English Court: “Kill the White Slag” Attack Wasn’t Racially Motivated

From The Telegraph (UK):

The four defendants shouted “kill the white slag” as they attacked Rhea Page after dragging her to the ground.

Ambaro Maxamed, 24, her sisters Ayan, 28, and Hibo, 24, and their cousin Ifrah Nur, 28, faced up to five years in jail after admitting causing actual bodily harm.

But Judge Robert Brown gave them six-month suspended sentences after deciding that the attack in Leicester city centre was not racially motivated.

He heard in mitigation that the four were not used to alcohol because their religion [Islam] does not allow it….

James Bide-Thomas, prosecuting, said Ambaro Maxamed called Miss Page a “white bitch” and grabbed her hair, making her fall.

Metro writes:

Ms Page said her assailants screamed ‘kill the white slag’ while kicking her in the head as her boyfriend Lewis Moore, 23, tried to fight them off after a night out in Leicester in June last year.

‘They were taking turns to kick me. I was lying on the ground the whole time, crying and screaming. It was terrifying. I thought they were going to kill me.’

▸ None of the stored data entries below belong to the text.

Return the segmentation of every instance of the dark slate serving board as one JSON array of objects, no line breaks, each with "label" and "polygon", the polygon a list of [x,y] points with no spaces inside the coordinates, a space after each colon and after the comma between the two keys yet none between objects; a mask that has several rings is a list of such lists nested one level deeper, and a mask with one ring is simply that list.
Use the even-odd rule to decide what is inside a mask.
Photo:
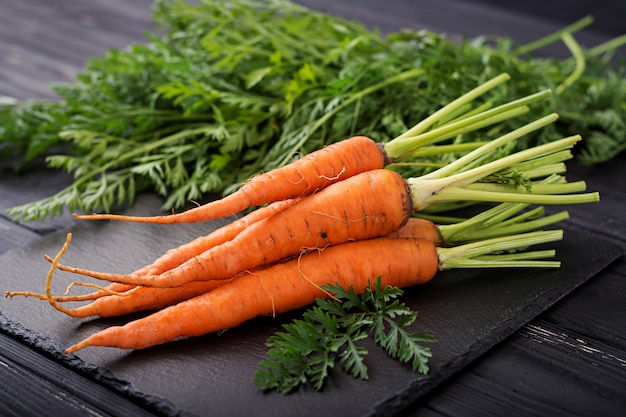
[{"label": "dark slate serving board", "polygon": [[[133,214],[158,212],[159,201],[142,198]],[[2,290],[43,291],[48,263],[65,234],[74,239],[63,262],[97,270],[130,272],[169,248],[223,225],[155,226],[117,222],[79,223],[0,256]],[[404,301],[419,311],[415,330],[438,340],[427,376],[395,363],[372,345],[370,381],[335,372],[324,391],[301,389],[290,395],[263,393],[252,383],[264,359],[265,340],[300,312],[262,317],[222,334],[180,340],[142,351],[87,348],[77,356],[60,354],[83,337],[124,318],[76,320],[34,299],[2,298],[5,332],[49,351],[69,366],[90,373],[169,415],[211,416],[390,416],[419,399],[532,318],[621,256],[619,247],[570,224],[565,239],[552,245],[563,262],[559,270],[446,271],[431,283],[408,289]],[[398,260],[407,262],[410,260]],[[57,272],[54,292],[73,280]]]}]

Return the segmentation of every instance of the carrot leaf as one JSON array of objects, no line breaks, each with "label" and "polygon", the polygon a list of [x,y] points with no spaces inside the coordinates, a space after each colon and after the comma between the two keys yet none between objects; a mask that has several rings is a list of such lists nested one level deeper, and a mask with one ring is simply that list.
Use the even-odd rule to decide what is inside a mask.
[{"label": "carrot leaf", "polygon": [[[516,149],[573,134],[585,138],[575,156],[587,164],[626,149],[626,65],[608,65],[625,38],[582,49],[572,35],[579,22],[522,46],[426,30],[383,36],[286,0],[159,0],[154,22],[161,29],[145,41],[53,86],[53,100],[0,97],[0,165],[25,170],[45,158],[73,178],[11,208],[12,218],[110,211],[140,192],[181,209],[354,134],[384,143],[400,135],[390,153],[410,153],[400,162],[411,165],[396,167],[422,175],[490,139],[479,126],[492,136],[555,111],[561,123]],[[562,40],[573,61],[530,54]],[[515,82],[499,83],[502,73]],[[535,101],[542,90],[550,99]]]},{"label": "carrot leaf", "polygon": [[254,376],[257,386],[287,393],[308,382],[319,391],[336,363],[353,377],[368,379],[368,350],[359,341],[369,336],[393,359],[428,372],[431,352],[421,343],[435,339],[425,331],[408,331],[417,312],[400,303],[401,289],[381,288],[380,277],[362,294],[352,286],[323,288],[334,297],[318,299],[302,319],[283,325],[284,332],[268,338],[268,357]]}]

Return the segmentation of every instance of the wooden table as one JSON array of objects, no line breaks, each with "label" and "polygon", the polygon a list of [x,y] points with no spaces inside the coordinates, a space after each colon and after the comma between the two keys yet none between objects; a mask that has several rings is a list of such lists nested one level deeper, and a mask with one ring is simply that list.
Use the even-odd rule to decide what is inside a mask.
[{"label": "wooden table", "polygon": [[[523,6],[521,2],[487,0],[302,3],[358,19],[383,32],[428,28],[468,36],[506,35],[524,42],[588,13],[594,13],[599,23],[583,33],[580,39],[584,43],[592,45],[626,32],[626,7],[621,1],[561,3],[557,9],[548,2],[532,1]],[[0,95],[54,98],[49,83],[70,81],[85,59],[110,47],[142,41],[144,30],[155,30],[150,6],[150,0],[0,0]],[[558,48],[548,52],[562,53]],[[0,169],[2,213],[70,182],[66,175],[43,167],[19,175],[10,166]],[[594,168],[572,163],[568,169],[571,180],[584,178],[589,189],[602,195],[598,205],[570,208],[571,222],[626,249],[626,155]],[[72,224],[69,216],[18,224],[0,214],[0,254]],[[0,387],[2,416],[73,416],[90,410],[99,415],[158,414],[5,332],[0,332]],[[410,405],[402,415],[626,415],[624,258]]]}]

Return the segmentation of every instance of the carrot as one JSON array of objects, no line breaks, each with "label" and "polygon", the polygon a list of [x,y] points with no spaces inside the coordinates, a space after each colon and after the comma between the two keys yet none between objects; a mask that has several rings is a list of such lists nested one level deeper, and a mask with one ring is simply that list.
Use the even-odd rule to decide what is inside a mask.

She suffered bruises and grazes to her head, back, legs and arms, and had clumps of hair pulled out, Leicester crown court heard.

It’s always hard to evaluate such cases based on press accounts, but if the story is accurate and sufficiently complete, the sentence — and the conclusion of lack of racial motivation — strikes me as unsound. (I don’t believe that sentences should generally be enhanced because of racial motivation, but to my knowledge English law, and the law of most American jurisdictions, disagrees with me on that.)

Simply considering whether defendants might have acted in an aberrant way because they were unused to drink might reasonably be relevant at the sentencing phase. Judges can plausibly consider whether defendants’ s behavior was a truly out of character for them, even if the precipitating cause (e.g., an unusual for them bout of drinking) was their own fault; that doesn’t excuse the crime, but it may bear on whether to sentence the person to a longer term or a shorter one. And when one is deciding whether the defendants were indeed unused to drink and on a rare bout of drinking, evidence of their religion might help support such a claim as a factual matter. But criminals who acts the way the defendants apparently acted (assuming the victim’s account is accurate) strike me as meriting a considerably more serious sentence even if they were acting in a rare moment of drunkenness.

Thanks to Ken Braithwaite for the pointer.